In most animal species characterized by an almost perfect symmetry along the anteroposterior body axes, commissural axons connect neurons on the left and right side of the nervous system. This communication at the level of the two brain hemispheres and the two sides of the spinal cord is necessary for a series of complex function, including binocular vision, coordinated locomotor movements, and sound direction localization. In humans, the balance of commissural and non-commissural axons is essential to CNS physiology and to the integration of sensory stimuli/inputs. Abnormal axon midline crossing during development causes a whole range of neurological disorders ranging from congenital mirror movements to a severe impairment of binocular vision such as in albino patients. Partial or complete corpus callosum agenesis are some of the most common brain malformations in children with variable neurological outcomes.
Understanding the cellular and molecular mechanisms guiding commissural axons to the midline of the nervous system has been a central question for developmental neurobiologists. Studies in vertebrates and invertebrates identified evolutionary conserved proteins that attract commissural axons to the midline. This process is remarkable in that crossing axons are attracted to the midline and then expelled from it the by repulsive molecules after reaching it. Thus, in addition to being a developmental paradigm, commissures also represent a powerful model for understanding the mechanisms underlying neuronal network formation, brain plasticity and axonal regeneration. Despite extensive studies in the past three decades, mounting evidence suggests that the molecular repertoire for midline guidance is more diverse than initially envisaged at not fully understood.

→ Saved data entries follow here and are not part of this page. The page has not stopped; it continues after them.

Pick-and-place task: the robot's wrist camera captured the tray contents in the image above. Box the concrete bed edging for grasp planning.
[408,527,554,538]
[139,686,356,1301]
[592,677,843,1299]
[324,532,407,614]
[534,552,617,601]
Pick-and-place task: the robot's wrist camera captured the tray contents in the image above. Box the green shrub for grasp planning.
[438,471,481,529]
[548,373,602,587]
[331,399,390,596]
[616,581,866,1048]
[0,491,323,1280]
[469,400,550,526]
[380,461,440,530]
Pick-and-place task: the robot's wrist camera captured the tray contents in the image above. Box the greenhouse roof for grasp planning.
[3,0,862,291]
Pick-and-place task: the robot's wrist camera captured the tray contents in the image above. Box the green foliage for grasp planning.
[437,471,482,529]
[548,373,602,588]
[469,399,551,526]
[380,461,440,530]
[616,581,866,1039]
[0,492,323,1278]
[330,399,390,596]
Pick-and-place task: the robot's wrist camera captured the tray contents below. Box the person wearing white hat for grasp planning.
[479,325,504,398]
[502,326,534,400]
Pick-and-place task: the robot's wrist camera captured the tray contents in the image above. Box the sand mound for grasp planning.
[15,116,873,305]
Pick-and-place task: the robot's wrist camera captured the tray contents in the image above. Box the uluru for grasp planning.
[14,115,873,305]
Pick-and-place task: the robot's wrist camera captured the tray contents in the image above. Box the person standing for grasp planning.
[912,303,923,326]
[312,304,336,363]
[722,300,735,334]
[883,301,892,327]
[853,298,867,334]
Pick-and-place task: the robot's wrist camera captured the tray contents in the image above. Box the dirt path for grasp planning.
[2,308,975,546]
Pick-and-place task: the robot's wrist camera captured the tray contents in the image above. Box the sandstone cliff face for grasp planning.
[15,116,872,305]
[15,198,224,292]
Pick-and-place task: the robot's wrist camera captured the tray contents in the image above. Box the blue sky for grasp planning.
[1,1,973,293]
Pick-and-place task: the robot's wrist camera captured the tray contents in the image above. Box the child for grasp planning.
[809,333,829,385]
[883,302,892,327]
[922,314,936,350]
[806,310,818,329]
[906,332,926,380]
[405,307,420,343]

In the proposed program, the two partners (Dr Chédotal, Coordinator and partner 1, and Dr Del Bene, Partner 2) will exploit their complementary expertise in developmental neurobiology to investigate the function of a new family of secreted proteins, the Meteorins, during CNS development.

Our preliminary results show that in zebrafish and mouse, meteorins are expressed in the embryo at the level of the CNS midline crossed by commissural axons during development.
Our main objectives are:
1) To alter the expression of meteorins in mouse, chick and zebrafish to assess their function in vivo. We will also study their activity in vitro on commissural axon outgrowth and neuronal migration.
2) We will use proteomics to identify meteorin receptor(s) and signaling pathway(s).

This project should lead to the identification of novel therapeutic targets for the treatment of neurological diseases and brain injury. It should also improve our understanding of vertebrate brain evolution and it will provide a significant advancement to our understanding of brain wiring control and neural circuit formation.